While living in Saigon I spent many an afternoon at the book store down on Tu Do Street. It was kind of a gathering place for those of us who were engrossed in exploring the adventures of literature, poem, verse and writing – it was about as close as you could get to a ‘beat’ coffeehouse in Saigon … we felt ‘hip’ at the book store with Hahn and her friends reading poetry and playing guitars. I used to call it The Word Palace. I bought my first dictionary at The Word Palace. One of those HUGE unabridged ones – the kind you only found on pedestals in libraries. I still have it to this day – tho it’s pages are a bit worn and torn it has severed me well for over 50 years. Often when I refer to it, as I thumb though it’s pages looking for a word – I’m re-mined of Saigon as the memories seemingly flow from it’s pages like an endless monsoon river carrying me back to the days of my youth strolling along Tu Do Street.

Since starting our Blog we’ve learned that some Saigon Kids have written or are in the process of writing books about the adventures of their youth spent in Saigon – recording the treasured memories and history of Saigon Kids – telling the story which has, until now, never been told. Slowly with each word they write the missing link of Viet-nam era history unfolds through their words as they document the forgotten ones with our stories of the – life and times of Saigon Kids.

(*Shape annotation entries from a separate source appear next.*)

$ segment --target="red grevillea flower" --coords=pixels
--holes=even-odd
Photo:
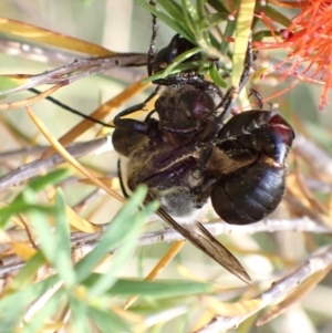
[[[284,6],[286,2],[273,1]],[[308,0],[291,3],[300,9],[292,24],[281,30],[283,41],[257,43],[258,49],[282,48],[289,50],[287,59],[278,65],[284,75],[295,75],[305,82],[323,84],[320,108],[326,104],[332,85],[332,0]],[[272,31],[272,24],[263,11],[259,14]],[[274,32],[272,31],[274,34]],[[284,64],[290,64],[284,66]],[[286,69],[284,69],[286,67]]]

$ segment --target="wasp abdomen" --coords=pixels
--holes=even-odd
[[[264,162],[255,162],[222,177],[211,192],[216,212],[231,225],[261,220],[280,204],[287,170]]]

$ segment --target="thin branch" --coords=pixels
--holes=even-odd
[[[34,44],[28,42],[12,41],[0,37],[0,53],[8,55],[21,56],[23,59],[32,60],[40,63],[48,63],[51,65],[66,64],[73,62],[79,55],[69,50],[59,50],[48,48],[48,45]],[[145,55],[146,62],[146,55]],[[144,65],[145,63],[143,63]],[[141,62],[137,63],[137,66]],[[106,77],[118,80],[125,83],[133,83],[142,77],[141,69],[131,67],[112,67],[107,72],[101,73]]]
[[[317,251],[308,259],[299,269],[286,278],[274,282],[270,289],[252,299],[259,301],[259,305],[245,315],[238,316],[216,316],[205,327],[196,331],[196,333],[217,333],[237,327],[246,319],[257,313],[261,309],[276,303],[281,298],[288,295],[299,284],[303,283],[314,273],[324,270],[332,263],[332,247],[323,248]]]
[[[105,136],[85,143],[79,143],[68,147],[68,152],[75,158],[85,156],[87,154],[93,154],[96,150],[102,149],[104,152],[112,149],[110,136]],[[38,176],[45,170],[52,169],[64,162],[65,159],[56,153],[45,159],[37,159],[23,166],[20,166],[19,168],[0,177],[0,191],[6,190],[12,186],[17,186],[22,181],[30,179],[31,177]]]
[[[20,77],[27,77],[27,83],[1,91],[0,96],[8,96],[42,84],[70,84],[80,79],[103,73],[113,67],[141,66],[144,64],[146,64],[145,53],[117,53],[111,56],[76,59],[70,64],[45,71],[41,74],[20,74]]]
[[[217,235],[235,235],[235,233],[258,233],[258,232],[274,232],[274,231],[308,231],[314,233],[331,233],[331,229],[328,227],[318,225],[313,220],[307,217],[293,220],[272,220],[267,219],[253,225],[247,226],[232,226],[227,225],[222,221],[205,223],[205,228],[214,236]],[[102,225],[103,231],[108,225]],[[103,232],[98,233],[85,233],[85,232],[73,232],[71,237],[73,257],[82,258],[87,252],[92,251],[97,244]],[[165,229],[154,232],[145,232],[137,240],[136,246],[143,247],[147,244],[154,244],[159,242],[170,242],[176,240],[184,240],[184,237],[174,229]],[[23,262],[15,254],[10,254],[1,259],[0,277],[12,272],[23,266]]]

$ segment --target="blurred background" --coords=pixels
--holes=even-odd
[[[144,53],[148,50],[149,45],[152,31],[151,14],[133,0],[2,0],[0,1],[0,13],[2,18],[19,20],[86,40],[101,44],[114,52]],[[160,49],[168,44],[173,35],[174,31],[159,23],[157,48]],[[69,63],[76,56],[63,50],[48,48],[43,51],[43,48],[37,48],[41,45],[24,45],[22,49],[22,44],[15,43],[12,40],[10,41],[6,34],[0,34],[0,74],[37,74]],[[277,61],[279,54],[278,52],[268,53],[267,56],[271,56],[271,61]],[[115,96],[127,85],[139,81],[145,75],[145,67],[116,69],[106,72],[104,75],[90,76],[70,84],[53,94],[53,97],[83,113],[90,114],[103,102]],[[251,83],[251,86],[257,89],[262,96],[269,96],[286,89],[289,84],[288,80],[281,82],[278,74],[272,74],[266,80],[256,80],[255,83]],[[146,91],[126,101],[123,104],[123,108],[143,101],[148,92]],[[30,95],[31,93],[28,92],[14,94],[14,96],[8,97],[6,102],[17,101]],[[324,155],[326,158],[331,158],[331,110],[328,105],[324,112],[319,111],[320,95],[320,86],[299,83],[293,90],[271,102],[279,104],[279,112],[293,125],[299,137],[305,137],[311,144],[317,145],[320,152],[326,154]],[[61,110],[48,101],[41,101],[32,107],[55,137],[60,137],[81,121],[80,117]],[[108,121],[111,119],[112,117]],[[19,149],[34,145],[35,143],[46,145],[46,141],[39,134],[39,131],[27,115],[25,110],[6,111],[1,113],[0,121],[1,152]],[[98,128],[96,126],[87,131],[80,137],[80,141],[92,139],[98,132]],[[298,144],[301,145],[301,143]],[[300,148],[305,150],[303,146]],[[317,169],[315,174],[314,170],[310,169],[310,160],[303,162],[301,159],[301,152],[298,154],[300,155],[299,167],[302,168],[304,173],[303,177],[308,180],[305,184],[309,187],[311,186],[310,189],[317,200],[330,207],[332,176],[324,175],[322,179],[318,175],[320,170]],[[294,170],[294,155],[289,157],[291,177]],[[1,173],[6,174],[34,158],[37,156],[3,160]],[[97,175],[107,175],[111,177],[116,177],[116,160],[117,155],[114,152],[82,159],[84,165]],[[294,181],[293,178],[291,178],[291,181]],[[297,185],[291,183],[290,186],[294,186],[295,188]],[[72,206],[94,189],[93,186],[80,184],[76,179],[64,184],[63,188],[66,201]],[[4,197],[9,195],[6,194]],[[301,211],[301,205],[294,205],[300,207],[298,210],[292,206],[292,199],[304,205],[301,201],[303,194],[294,189],[289,196],[288,200],[284,200],[269,218],[289,219],[308,215],[308,211]],[[100,196],[91,204],[91,207],[83,210],[82,215],[86,218],[89,217],[89,220],[94,223],[105,223],[111,220],[118,207],[120,204],[116,200]],[[312,208],[310,205],[304,205],[304,207],[309,211]],[[311,218],[319,217],[314,210],[311,210]],[[216,220],[216,216],[209,207],[207,207],[203,219],[206,221]],[[152,220],[156,220],[156,218]],[[329,226],[331,227],[331,221]],[[164,225],[157,221],[151,223],[146,230],[159,230],[160,228],[164,228]],[[251,279],[260,281],[250,291],[253,295],[259,290],[267,289],[274,279],[281,278],[287,272],[295,269],[314,249],[331,242],[329,236],[295,231],[255,235],[241,233],[220,236],[218,239],[239,258],[251,275]],[[138,248],[132,262],[126,263],[123,275],[145,277],[168,248],[168,243]],[[278,273],[273,274],[276,271]],[[221,301],[237,299],[245,291],[241,281],[238,281],[227,271],[220,269],[218,264],[189,243],[184,247],[159,278],[195,278],[215,281],[220,289],[225,289],[219,295]],[[284,314],[274,321],[258,329],[255,326],[257,316],[253,315],[232,332],[332,332],[331,283],[332,275],[330,273],[310,293],[304,295],[300,302],[289,308]],[[203,315],[204,312],[198,298],[193,296],[186,300],[169,299],[163,304],[156,303],[153,299],[143,299],[134,305],[133,310],[136,313],[151,314],[158,313],[158,311],[165,309],[177,309],[183,304],[185,304],[185,311],[179,310],[173,320],[167,323],[158,323],[147,332],[189,332],[188,327],[195,327],[196,318]],[[184,312],[183,314],[181,311]]]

To make the writings of Saigon Kids easy to find and available to all, I’ve added a new area to our Blog – Tu Do Street Book Store – you’ll find it on the Blog Menu at, where else but – Tu Do Street. 🙂

I’ll be stocking the shelves with books written by Saigon Kids – some about Saigon and some about other topics but authored by Saigon Kids. As time goes on, I’ll be adding other books related to Saigon and Viet-nam that will be of interest to our Saigon Kids family. Please feel free to recommend books which you think would be of interest to everyone.

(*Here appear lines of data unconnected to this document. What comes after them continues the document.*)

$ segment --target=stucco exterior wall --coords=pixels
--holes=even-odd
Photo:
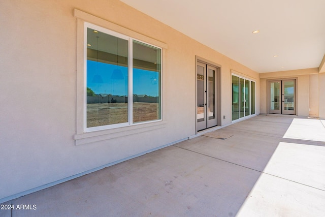
[[[318,74],[309,75],[309,116],[319,116],[319,85]]]
[[[75,145],[75,9],[168,45],[163,127]],[[221,125],[231,122],[231,70],[256,81],[259,113],[257,73],[117,0],[3,0],[0,23],[0,202],[194,135],[196,56],[221,66]]]
[[[325,73],[319,73],[319,117],[325,119]]]

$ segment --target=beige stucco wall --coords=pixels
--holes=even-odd
[[[319,85],[318,74],[309,75],[309,116],[319,116]]]
[[[319,73],[319,117],[325,119],[325,73]]]
[[[287,78],[297,79],[297,115],[318,117],[318,69],[312,68],[259,74],[261,81],[261,113],[268,112],[267,82],[268,80]],[[314,85],[314,83],[317,84]],[[315,99],[316,98],[316,99]],[[310,112],[309,112],[310,109]]]
[[[257,73],[117,0],[2,0],[0,6],[0,202],[194,135],[196,56],[221,66],[222,125],[231,122],[231,70],[256,81],[259,113]],[[82,108],[74,9],[167,45],[162,127],[75,145]]]

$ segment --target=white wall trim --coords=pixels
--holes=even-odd
[[[187,140],[188,139],[188,138],[184,138],[184,139],[180,139],[179,140],[177,140],[177,141],[176,141],[175,142],[171,142],[170,143],[167,144],[167,145],[162,145],[161,146],[159,146],[159,147],[156,147],[156,148],[152,148],[152,149],[148,150],[147,151],[145,151],[139,153],[137,154],[133,155],[132,156],[130,156],[129,157],[127,157],[127,158],[121,159],[121,160],[119,160],[118,161],[114,161],[114,162],[110,163],[109,164],[105,164],[105,165],[104,165],[103,166],[100,166],[100,167],[96,167],[95,168],[92,169],[91,170],[87,170],[87,171],[86,171],[85,172],[82,172],[82,173],[78,173],[78,174],[72,175],[71,176],[67,177],[66,178],[62,178],[62,179],[60,179],[60,180],[58,180],[57,181],[53,181],[53,182],[50,182],[50,183],[48,183],[47,184],[44,184],[43,185],[39,186],[38,187],[34,188],[34,189],[29,189],[29,190],[25,191],[23,191],[22,192],[20,192],[19,193],[14,194],[13,195],[11,195],[11,196],[8,196],[8,197],[4,197],[3,198],[0,198],[0,203],[4,203],[4,202],[6,202],[12,200],[14,200],[14,199],[20,198],[21,197],[23,197],[24,196],[28,195],[29,194],[31,194],[31,193],[38,192],[39,191],[43,190],[44,189],[47,189],[47,188],[50,188],[50,187],[52,187],[56,185],[57,184],[60,184],[61,183],[63,183],[63,182],[65,182],[66,181],[70,181],[71,180],[74,179],[75,179],[76,178],[78,178],[78,177],[82,176],[83,175],[87,175],[88,174],[89,174],[89,173],[92,173],[92,172],[96,172],[96,171],[100,170],[101,170],[102,169],[104,169],[104,168],[105,168],[106,167],[110,167],[111,166],[113,166],[114,165],[117,164],[118,163],[123,162],[124,161],[127,161],[128,160],[131,160],[131,159],[132,159],[133,158],[137,158],[137,157],[141,156],[142,155],[144,155],[144,154],[145,154],[146,153],[150,153],[150,152],[151,152],[152,151],[154,151],[160,149],[161,148],[165,148],[166,147],[168,147],[168,146],[173,145],[174,145],[175,144],[178,143],[179,142],[182,142],[182,141],[185,141],[185,140]]]

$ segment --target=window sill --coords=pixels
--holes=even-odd
[[[159,129],[165,128],[166,124],[166,121],[160,120],[154,122],[87,132],[81,134],[75,134],[74,139],[76,145],[83,145]]]

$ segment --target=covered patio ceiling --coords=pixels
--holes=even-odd
[[[258,73],[317,68],[325,54],[323,0],[121,1]]]

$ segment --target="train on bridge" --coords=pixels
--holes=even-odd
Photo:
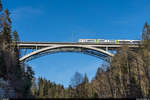
[[[79,43],[139,44],[141,40],[79,39]]]

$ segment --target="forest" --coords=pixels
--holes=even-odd
[[[0,0],[0,88],[5,97],[14,98],[149,98],[150,97],[150,25],[143,26],[141,44],[136,50],[122,46],[112,61],[97,69],[89,82],[87,75],[76,72],[68,88],[34,76],[32,67],[19,62],[19,36],[12,30],[8,9]],[[2,82],[8,84],[2,84]],[[1,94],[0,94],[1,95]],[[0,96],[1,97],[1,96]]]

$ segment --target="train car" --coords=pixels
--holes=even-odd
[[[139,44],[140,40],[79,39],[79,43]]]

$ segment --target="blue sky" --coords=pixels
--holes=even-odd
[[[2,0],[21,41],[77,42],[79,38],[140,39],[150,21],[149,0]],[[73,38],[72,38],[73,36]],[[28,64],[35,76],[68,86],[78,71],[91,80],[102,60],[58,53]]]

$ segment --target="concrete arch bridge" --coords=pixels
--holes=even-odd
[[[110,61],[114,56],[111,51],[120,48],[123,44],[110,44],[110,43],[62,43],[62,42],[18,42],[19,49],[24,50],[20,62],[27,62],[41,56],[58,52],[78,52],[91,56],[98,57],[105,61]],[[138,44],[125,44],[130,48],[137,48]],[[30,50],[32,52],[27,53]]]

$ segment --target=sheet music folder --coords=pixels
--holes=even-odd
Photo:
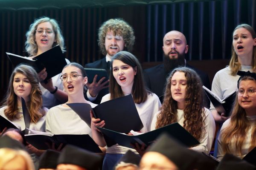
[[[53,135],[51,136],[43,134],[33,134],[26,135],[25,138],[28,142],[40,150],[49,149],[46,142],[49,143],[50,145],[52,142],[54,142],[55,148],[63,143],[64,146],[71,144],[94,153],[102,153],[99,146],[89,135]]]
[[[203,86],[203,88],[218,113],[219,114],[225,113],[225,116],[229,116],[236,99],[236,91],[233,91],[226,98],[221,100],[205,86]]]
[[[90,122],[91,109],[95,118],[105,121],[105,128],[107,129],[128,133],[131,130],[140,131],[143,127],[131,94],[104,102],[93,108],[87,103],[67,105],[87,125]]]
[[[169,134],[188,147],[199,144],[196,139],[177,122],[137,136],[129,136],[105,128],[97,128],[119,145],[131,148],[133,147],[131,143],[144,144],[146,146],[150,145],[163,133]]]
[[[67,65],[64,54],[59,45],[31,59],[28,57],[6,52],[14,67],[20,63],[24,63],[34,68],[37,73],[46,68],[48,79],[61,72],[63,67]]]

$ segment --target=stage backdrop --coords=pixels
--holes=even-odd
[[[201,62],[230,58],[232,31],[238,24],[247,23],[256,29],[255,0],[1,0],[0,6],[0,97],[13,69],[5,52],[27,56],[25,34],[34,20],[43,16],[58,22],[66,57],[82,65],[103,57],[97,44],[98,29],[111,18],[122,18],[134,28],[132,52],[143,65],[163,61],[163,38],[172,30],[187,37],[187,60]],[[209,65],[214,73],[217,66]]]

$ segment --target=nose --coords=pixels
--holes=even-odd
[[[116,38],[114,37],[113,37],[111,39],[111,44],[112,45],[114,45],[116,44]]]
[[[172,47],[172,49],[176,49],[176,44],[175,44],[175,43],[172,42],[171,45],[171,47]]]
[[[46,34],[46,30],[43,30],[43,36],[46,36],[47,35]]]

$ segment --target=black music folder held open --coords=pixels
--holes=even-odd
[[[91,109],[96,118],[105,121],[104,128],[108,129],[128,133],[131,130],[140,131],[143,127],[131,94],[104,102],[93,108],[87,103],[67,105],[87,125],[90,122]]]
[[[55,148],[63,144],[63,147],[67,144],[71,144],[96,153],[102,153],[98,145],[89,135],[53,135],[48,133],[25,135],[26,141],[38,149],[45,150],[49,149],[48,143],[51,146],[54,143]]]
[[[236,96],[236,91],[232,91],[227,97],[221,100],[205,86],[203,85],[203,88],[218,113],[219,114],[225,113],[225,116],[229,116]]]
[[[48,79],[61,72],[63,67],[67,65],[64,54],[59,45],[57,45],[44,53],[31,59],[27,57],[6,52],[14,67],[24,63],[34,68],[37,73],[46,68]]]
[[[137,136],[127,135],[105,128],[97,128],[105,136],[119,145],[131,148],[133,148],[131,143],[137,143],[141,145],[144,144],[145,146],[150,145],[163,133],[168,133],[188,147],[199,144],[196,139],[177,122]]]
[[[105,78],[103,80],[102,82],[104,82],[109,79],[107,71],[105,69],[84,68],[84,70],[85,70],[85,71],[86,72],[87,77],[88,77],[88,82],[89,83],[93,82],[94,76],[95,76],[96,74],[98,75],[97,79],[96,79],[97,82],[99,82],[99,81],[103,77],[105,77]]]

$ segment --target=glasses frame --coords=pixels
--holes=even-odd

Dave Kotzebue’s new book, scheduled for release August 2nd, “Your Grandfather’s Sabre” is in Tu Do Street Book Store. Along with “Youth In Asia” authored by George Baggett; and, four of Paul Christensen’s books. For those of you who don’t know, Paul was the first Literary Editor and one of the Co-Founders of the very first Gecko Year Book. He went on to become noted worldwide as a writer and literary. And, just think his literary journey all started in Saigon at our beloved American Community School.

I hope you find many hours of memories and enjoyment at our Tu Do Street Book Store – just as I did down on Tu Do Street in old Saigon – 50 plus years ago.

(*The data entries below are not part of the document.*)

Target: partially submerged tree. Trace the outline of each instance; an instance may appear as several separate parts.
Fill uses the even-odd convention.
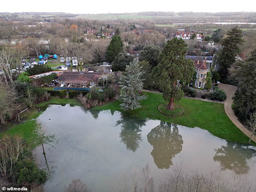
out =
[[[126,65],[124,75],[120,77],[121,88],[118,99],[122,103],[120,104],[124,111],[132,110],[141,107],[139,101],[146,98],[145,95],[140,96],[139,92],[143,87],[143,79],[141,77],[144,71],[141,71],[136,59]]]
[[[188,81],[192,78],[195,66],[190,59],[185,58],[187,50],[185,42],[174,38],[168,41],[159,58],[159,64],[153,68],[154,81],[169,101],[167,109],[174,109],[174,100],[180,100],[184,95],[179,81]]]

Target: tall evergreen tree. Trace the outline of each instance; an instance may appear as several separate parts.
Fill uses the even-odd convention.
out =
[[[158,46],[153,45],[147,45],[140,52],[138,60],[140,61],[145,60],[148,61],[152,67],[156,66],[158,64],[157,58],[161,49]]]
[[[167,109],[174,109],[174,100],[180,100],[184,93],[178,81],[188,81],[192,77],[195,66],[185,58],[187,45],[181,39],[174,38],[167,42],[159,56],[159,64],[152,70],[154,81],[163,92],[164,100],[169,101]]]
[[[107,47],[106,53],[106,58],[109,62],[112,62],[115,57],[123,51],[124,44],[121,37],[117,35],[113,36]]]
[[[145,95],[140,96],[138,93],[143,87],[144,79],[141,77],[144,73],[135,58],[126,65],[124,75],[120,77],[118,83],[121,90],[118,99],[123,102],[120,106],[124,111],[141,107],[139,101],[146,98]]]
[[[218,43],[222,38],[222,35],[220,35],[221,29],[218,29],[213,31],[212,36],[212,39],[215,43]]]
[[[237,26],[228,31],[227,34],[227,37],[220,41],[222,48],[218,59],[219,64],[218,71],[222,80],[227,78],[228,69],[240,53],[239,45],[242,45],[244,41],[242,39],[242,29]]]
[[[256,112],[256,49],[246,62],[235,63],[229,70],[230,77],[238,82],[235,93],[235,113],[242,122]]]

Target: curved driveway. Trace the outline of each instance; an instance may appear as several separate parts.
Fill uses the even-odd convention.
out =
[[[250,138],[251,135],[251,132],[239,121],[237,116],[235,115],[231,108],[231,105],[233,103],[232,97],[234,96],[237,87],[231,85],[221,83],[219,83],[218,86],[220,89],[223,90],[227,94],[227,99],[224,101],[224,108],[226,113],[235,126]],[[253,136],[252,140],[256,142],[256,135]]]

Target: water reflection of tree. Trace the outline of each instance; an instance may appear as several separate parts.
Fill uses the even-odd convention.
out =
[[[147,140],[153,146],[151,154],[159,169],[168,169],[172,159],[182,150],[182,136],[174,123],[161,121],[147,135]]]
[[[222,170],[228,169],[237,174],[246,173],[249,167],[247,160],[250,159],[256,154],[256,150],[252,148],[246,149],[235,143],[227,142],[226,146],[215,150],[215,161],[219,161]]]
[[[120,138],[126,146],[126,149],[135,152],[142,141],[141,127],[145,126],[147,120],[131,118],[127,114],[122,114],[116,126],[121,127]]]

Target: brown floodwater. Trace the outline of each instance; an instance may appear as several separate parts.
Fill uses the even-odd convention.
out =
[[[53,146],[45,147],[50,173],[46,192],[63,191],[73,179],[86,183],[92,192],[119,191],[124,175],[127,183],[134,170],[142,178],[147,163],[155,191],[181,163],[189,174],[221,172],[228,181],[232,174],[243,174],[255,185],[256,148],[227,142],[199,128],[69,104],[49,105],[38,119],[55,138]],[[45,168],[40,146],[34,154]]]

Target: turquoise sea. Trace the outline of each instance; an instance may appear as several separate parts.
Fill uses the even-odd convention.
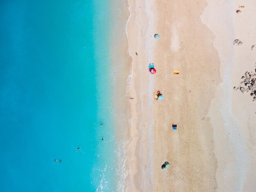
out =
[[[116,190],[108,2],[0,1],[0,191]]]

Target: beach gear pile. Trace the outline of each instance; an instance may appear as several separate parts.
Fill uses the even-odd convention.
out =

As always, you are welcome to leave your Comments below.

Bob

Note: Some of you have emailed asking where the book store was located on Tu Do Street. There were two book stores. “Portail” at 109 Tu Do was a long established French book shop. “The Bookstore” at 33 Passage Eden carried a limited selection of American publications and had an American manager. Passage Eden was the arcade directly across Tu Do from the Continental Hotel.

20 comments to The Book Store On Tu Do Street

  • Ken

    Ahh Bob, when I read the above article, I thought “Wow, now we are going to be intellectual and highbrow.” Then I read “Journalistic Humor” and thought, well, back down to earth….
    Keep it up, big Bob. Ken

  • Randy Seely

    Another good add would be “My Father…The Spy” by John H. Richardson.

    • Admin

      Thanks Randy – I’ve put it on the list to add to our Tu Do Street Book Store.

      By the way, Randy, don’t feel too bad about not being able to fish from a camels back out there … in New Jersey it is illegal to sell a ‘tooth brush’ and ‘tooth paste’ to the same customer on Sunday! – LOL – OH, and be careful when you are in Alaska … don’t wake a sleeping bear to take it’s picture – cuz if ya do they’ll put you in jail! I really wonder sometimes … how and why … some of these laws on the books came into being and why they were needed in the first place. Who in the heck is going to wake up a sleeping bear … just to take it’s picture!! – LOL 🙂

      Bob

  • Mike Erickson

    Frederick “Cork” Graham wrote a book about his experiences as a civilian photojournalist imprisoned by the Vietnamese government after the war. The book is called “The Bamboo Chest: An Adventure in Healing the Trauma of War. It is available on Amazon. Cork was a student of the Phoenix Study Group, the Saigon school for American dependents and others that was created after the closing of the American Community School.

  • Mike Erickson

    There’s another book called “Frances Dorsey: Saigon”
    by Leah Garnett et al (also available on Amazon). The book features Ms. Doresy’s art and inludes some samll stories she write about her life in Saigon in the 1950s. In one of the stories, she relates the following:

    “The first school I went to in Saigon when I was seven was a French school, Les Oiseaux, run by the Grey Nuns. I did not stay there long because the nuns would tie energetic children to their chairs, and had other archaic ideas. The next school I went to was the American Community School. It occupied two or three Quonset huts and had several grades in each room. One high point was when my second grade teacher had a nervous breakdown and we had no school for a few weeks. Another was when the principal brought around a large dead poisonous snake that had been caught underneath my classroom. He showed it to us and we were allowed to touch it. The next was when our Quonset burned to the ground. Our pre-conflagration classroom also had a petrified log lying on the ground in front, and one could chip off little pieces of the wood turned to stone. It was from this that I conceived the great idea of sleeping on a piece of coal to turn it into a diamond. I could not understand why no one had thought of this before – I knew that heat and pressure and time turned wood to stone and coal to diamonds. Despite faithful efforts my coal remained only coal.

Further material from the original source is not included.